To be fair, salsa dancing is a good idea for a date – just not a first date. First dates are about getting to know someone – NOT going salsa dancing so your date can show off what they learned at a lesson they bought on Groupon. But once I got him to Apotheke, the date started to rebound. This was the first time I had fun on a date in a while. I started to relax and let my guard down when out of left field he says, “After this we should go salsa dancing.”

I should have left when I had the chance.

“Not tonight. Maybe another time,” I offered.
“No problem. Let’s go to another bar.”
I froze. ALERT! STAGE FIVE CLINGER!
“Ready to go?” he asked.

Yeah. Home! I panicked. This guy was not going to let me go easy. It was a salsa dancing or bust. I stared down at my phone to look at the time to stall and think of a plan.
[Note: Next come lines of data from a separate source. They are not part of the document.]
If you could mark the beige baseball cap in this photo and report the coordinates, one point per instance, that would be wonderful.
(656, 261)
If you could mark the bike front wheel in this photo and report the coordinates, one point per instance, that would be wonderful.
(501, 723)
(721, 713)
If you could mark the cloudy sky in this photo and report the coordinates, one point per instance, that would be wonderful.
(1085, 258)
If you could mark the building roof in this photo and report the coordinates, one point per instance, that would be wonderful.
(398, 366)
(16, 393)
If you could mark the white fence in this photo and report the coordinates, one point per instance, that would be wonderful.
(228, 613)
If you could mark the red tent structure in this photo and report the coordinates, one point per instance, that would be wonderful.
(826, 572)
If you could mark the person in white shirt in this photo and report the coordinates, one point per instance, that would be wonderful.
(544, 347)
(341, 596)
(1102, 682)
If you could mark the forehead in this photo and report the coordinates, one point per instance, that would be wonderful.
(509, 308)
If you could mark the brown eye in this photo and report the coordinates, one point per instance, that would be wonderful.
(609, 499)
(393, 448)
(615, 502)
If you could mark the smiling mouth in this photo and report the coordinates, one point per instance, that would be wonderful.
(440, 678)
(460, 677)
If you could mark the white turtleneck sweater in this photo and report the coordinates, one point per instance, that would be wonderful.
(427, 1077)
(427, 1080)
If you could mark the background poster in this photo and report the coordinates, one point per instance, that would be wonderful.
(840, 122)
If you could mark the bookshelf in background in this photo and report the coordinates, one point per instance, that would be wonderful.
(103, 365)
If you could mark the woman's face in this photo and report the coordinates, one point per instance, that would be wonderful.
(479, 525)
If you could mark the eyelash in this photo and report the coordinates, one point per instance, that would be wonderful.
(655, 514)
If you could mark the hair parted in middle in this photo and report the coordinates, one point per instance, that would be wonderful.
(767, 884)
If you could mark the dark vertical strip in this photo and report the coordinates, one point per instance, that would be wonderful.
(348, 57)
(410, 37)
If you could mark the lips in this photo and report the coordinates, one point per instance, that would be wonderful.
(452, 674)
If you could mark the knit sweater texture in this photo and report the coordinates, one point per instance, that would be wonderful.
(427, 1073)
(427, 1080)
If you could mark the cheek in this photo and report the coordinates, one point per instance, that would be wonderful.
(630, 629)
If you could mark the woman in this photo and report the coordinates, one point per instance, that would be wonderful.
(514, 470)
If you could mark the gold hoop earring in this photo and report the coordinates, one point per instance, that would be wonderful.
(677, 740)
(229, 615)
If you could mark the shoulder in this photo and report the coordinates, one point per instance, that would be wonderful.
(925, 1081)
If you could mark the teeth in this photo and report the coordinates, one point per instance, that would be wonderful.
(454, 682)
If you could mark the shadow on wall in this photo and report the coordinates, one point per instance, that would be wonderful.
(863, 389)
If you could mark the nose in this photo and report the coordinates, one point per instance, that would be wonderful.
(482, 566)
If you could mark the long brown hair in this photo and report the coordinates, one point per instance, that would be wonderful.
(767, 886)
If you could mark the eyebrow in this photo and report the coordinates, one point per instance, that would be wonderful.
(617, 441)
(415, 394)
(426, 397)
Instead of thinking of a polite way to excuse myself, I panicked.

“Oh no! My roommate just texted me. She forgot her keys and is locked out of our apartment.” This wasn’t a total lie. My roommate did actually get locked out…it just happened to be the week before.

As soon as we walked out onto Canal Street, a cab pulled up and I hopped in. I barely had a chance to wave goodbye. It wasn’t quite the graceful exit I hope I usually pull off on a bad date, and certainly not my proudest moment. Had Mr. Salsa Dancer and I parted ways after the first bar, he would have absolutely gotten a second date. But no. He came on so strong in the first date that he actually scared me off. Since then, I’ve tried to take what I learned that night to prevent it from ever happening again. I even created a rule about it: Thou shall only go to one bar on the first date, unless they want to risk exposure to a Stage Five Clinger Salsa Dancer Who Just Can’t Take a Hint. Don’t let it happen to you.

One Comment
  1. I just met a guy and we’re in the stage of figuring out a first date. In texting about what we both want out of a relationship, the reference if how it takes “two to tango” came up, where he said he prefers salsa, then that he’s now got his first date idea. I’m not ready for this to happen, and already refusing in my head, since I think salsa for a first date us just too intimate. Agreed?